I’m sure I’m not the only person who feels more than a little duped every time I check in to the other realm and review one of the many social media channels that are available to us.
In fact, I’m quite convinced that many of the people who appear to live their entire lives on said platforms are effectively residing in a parallel universe. You see, when I bump into them in the street, they certainly do not reflect the image that they are falsely portraying to me, MI5 or anyone else who might happen to take a glimmer of interest in their profile.
While a ‘photo-shopped-within-an-inch-of-its-life’ photo is probably a great tactic for those who are evading a life of crime, it’s hard not to despair about the ideals that this sets for the rest of us mere mortals.
What’s more, as the photos continue to blur so too does the line between reality and how we portray our lives online. After all, most of us know that the filtering doesn’t just stop at images; our whole internet existence is governed by a different type of filter which influences what parts of our lives we share on the web.
Life through a filter
Though some photo enhancements might be obvious, when it comes to extracting the true picture it’s far more difficult than we could ever have previously imagined. Not only have we become accustomed to sharing our best angles, we also seem to have been conditioned to put on a brave face, sharing only the best parts of our lives with others.
Our holiday snaps don’t show the rain that blighted what was meant to be a relaxing beachside break or the hotel that wasn’t deemed ‘instagrammable’ enough. Instead, we project only the most jealousy inducing, picture perfect views, which, in the most part, have little to do with our real, everyday lives.
Fantasy or reality?
Having started primarily as a way to get to know one another better and to share memories with friends old and new, it’s hard not to feel that the purpose of social media has changed somewhat during its relatively short life span.

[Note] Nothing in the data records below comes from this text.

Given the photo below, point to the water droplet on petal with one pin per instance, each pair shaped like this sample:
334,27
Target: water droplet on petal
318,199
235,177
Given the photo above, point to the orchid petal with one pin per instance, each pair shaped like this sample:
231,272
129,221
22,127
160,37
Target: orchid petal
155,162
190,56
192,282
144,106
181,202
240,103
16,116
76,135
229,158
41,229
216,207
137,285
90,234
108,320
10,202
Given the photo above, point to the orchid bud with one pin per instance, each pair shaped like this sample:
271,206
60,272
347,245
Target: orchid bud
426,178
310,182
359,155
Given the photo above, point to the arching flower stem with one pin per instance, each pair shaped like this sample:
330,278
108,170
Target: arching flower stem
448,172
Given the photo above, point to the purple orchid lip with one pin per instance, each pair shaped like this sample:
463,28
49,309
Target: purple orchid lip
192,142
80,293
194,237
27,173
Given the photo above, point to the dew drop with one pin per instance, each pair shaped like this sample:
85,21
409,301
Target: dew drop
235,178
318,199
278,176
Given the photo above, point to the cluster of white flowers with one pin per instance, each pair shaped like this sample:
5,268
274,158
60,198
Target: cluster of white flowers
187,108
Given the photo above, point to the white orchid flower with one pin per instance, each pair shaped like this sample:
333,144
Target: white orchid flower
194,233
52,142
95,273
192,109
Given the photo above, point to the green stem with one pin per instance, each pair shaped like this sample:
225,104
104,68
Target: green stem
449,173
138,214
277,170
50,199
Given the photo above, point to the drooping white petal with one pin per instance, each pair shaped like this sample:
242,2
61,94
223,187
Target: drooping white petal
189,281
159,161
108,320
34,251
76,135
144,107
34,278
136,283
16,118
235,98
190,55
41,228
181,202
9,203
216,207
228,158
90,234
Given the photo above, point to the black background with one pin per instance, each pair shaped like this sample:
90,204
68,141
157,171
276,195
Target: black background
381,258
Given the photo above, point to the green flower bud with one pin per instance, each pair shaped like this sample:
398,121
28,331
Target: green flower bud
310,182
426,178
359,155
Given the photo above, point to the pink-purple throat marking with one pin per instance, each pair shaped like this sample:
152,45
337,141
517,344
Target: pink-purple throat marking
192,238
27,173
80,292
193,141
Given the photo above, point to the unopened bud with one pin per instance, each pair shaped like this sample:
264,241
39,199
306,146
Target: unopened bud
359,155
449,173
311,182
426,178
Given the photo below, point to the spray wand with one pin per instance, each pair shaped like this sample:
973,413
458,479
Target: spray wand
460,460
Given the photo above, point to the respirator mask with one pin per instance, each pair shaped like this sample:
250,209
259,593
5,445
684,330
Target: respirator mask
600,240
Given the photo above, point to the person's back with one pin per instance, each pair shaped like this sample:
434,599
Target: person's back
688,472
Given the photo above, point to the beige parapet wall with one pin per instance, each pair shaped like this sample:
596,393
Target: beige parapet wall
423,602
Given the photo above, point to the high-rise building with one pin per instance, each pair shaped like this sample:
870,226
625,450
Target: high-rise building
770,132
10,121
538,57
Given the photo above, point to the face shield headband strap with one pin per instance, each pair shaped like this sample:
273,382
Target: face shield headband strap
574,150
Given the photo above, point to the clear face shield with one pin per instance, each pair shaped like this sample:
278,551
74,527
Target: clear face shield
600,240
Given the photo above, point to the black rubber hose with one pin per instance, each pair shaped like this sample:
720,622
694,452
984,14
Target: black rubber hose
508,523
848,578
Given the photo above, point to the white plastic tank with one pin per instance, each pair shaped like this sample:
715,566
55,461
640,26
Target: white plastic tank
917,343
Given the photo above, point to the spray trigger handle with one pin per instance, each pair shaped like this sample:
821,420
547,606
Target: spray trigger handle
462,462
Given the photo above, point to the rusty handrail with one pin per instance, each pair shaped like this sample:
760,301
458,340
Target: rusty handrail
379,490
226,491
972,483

Now, rather than a place to show our true selves and update friends and family across the globe, it could be argued that our online lives are a form of escapism which offers a place to be whatever we please, with little to no restrictions.
When reality hits
Just as quickly as perfection took over, thank goodness there appears to be another, far more realistic trend in town. Taking things a step further than ‘#nofilter’ which continues to do the rounds, ‘social media vs reality’ has taken the online world by storm.
Leading the way with messages of body positivity and a rejection of the principles that have plagued our social media existences for so long, this movement is starting to gain real momentum.
Finally, the array of airbrushed, moody selfies are interspersed with those that celebrate something far closer to reality. Bare-faced shots showing blemished complexions, natural images that put stretch marks in the spotlight and people of all shapes and sizes ‘living their best lives’ signal a break from the conventions that have dictated what’s accepted as relevant online.
Doing it for the ‘gram’
Although I’m reluctant to be cynical about what appears to be a positive development in attitudes to what should be shared, it will be interesting to see whether this trend continues or whether it’s just another elaborate example of a very real issue being exploited for the purpose of ‘likes’.
For the sake of the next generation, I really hope it represents a future where we can all be a little more authentic.